REGURG: Using Beta Blockers to Treat Mitral Regurgitation

Sponsor
Wake Forest University Health Sciences (Other)
Overall Status
Terminated
CT.gov ID
NCT00700947
Collaborator
(none)
27
1
3
23
1.2

Study Details

Study Description

Brief Summary

The purpose of this study tests whether beta-blocker will benefit asymptomatic patients with chronic primary mitral regurgitation.

Condition or Disease Intervention/Treatment Phase
  • Drug: Beta-blocker therapy (TOPROL-XL® )
Phase 1

Detailed Description

The purpose of this study tests 1) whether Toprol xl, a beta-blocker will benefit asymptomatic patients with chronic primary mitral regurgitation; 2) investigate the effects of chronic mitral regurgitation on left ventricular remodeling, left ventricular function,exercise capacity and clinical symptoms.

Study Design

Study Type:
Interventional
Actual Enrollment :
27 participants
Allocation:
Randomized
Intervention Model:
Parallel Assignment
Masking:
None (Open Label)
Primary Purpose:
Treatment
Official Title:
Beta-Blockade in Chronic Mitral Regurgitation: Moving From the Laboratory Experiment to Clinical Investigation
Actual Study Start Date :
Oct 1, 2007
Actual Primary Completion Date :
Jun 1, 2009
Actual Study Completion Date :
Sep 1, 2009

Arms and Interventions

Arm Intervention/Treatment
Experimental: 1

Patients who are asymptomatic with normal left ventricular systolic function and who agree to be treated medically for severe primary mitral regurgitation with Beta-blocker therapy. Patients may entered into the Arm 2 (surgical treatment) later on when they develop symptoms or enlarged left ventricle or left ventricular dysfunction or wishes to have surgical treatment of severe primary mitral regurgitation.
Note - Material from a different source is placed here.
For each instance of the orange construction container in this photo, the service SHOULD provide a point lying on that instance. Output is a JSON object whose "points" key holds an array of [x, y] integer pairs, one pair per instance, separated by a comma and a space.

Drug: Beta-blocker therapy (TOPROL-XL® )
Patients who are asymptomatic with normal left ventricular systolic function and wish to be medically treated for severe primary mitral regurgitation with Beta-blocker.

No Intervention: 2

Patients will be surgically treated for severe primary mitral regurgitation as a routine clinical care if they want to be treated surgically or develop symptoms or significant adverse left ventricular remodeling or left ventricular dysfunction.

No Intervention: 3

Health Control includes the subjects with no remarkable past medical history and not currently taking any medications. Normal subjects will be used for comparison with patients with severe primary mitral regurgitation in term of clinical, echocardiographic and neuro-hormonal findings.

Outcome Measures

Primary Outcome Measures

  1. Change on Neurohormonal Measurements [Baseline, 6 months]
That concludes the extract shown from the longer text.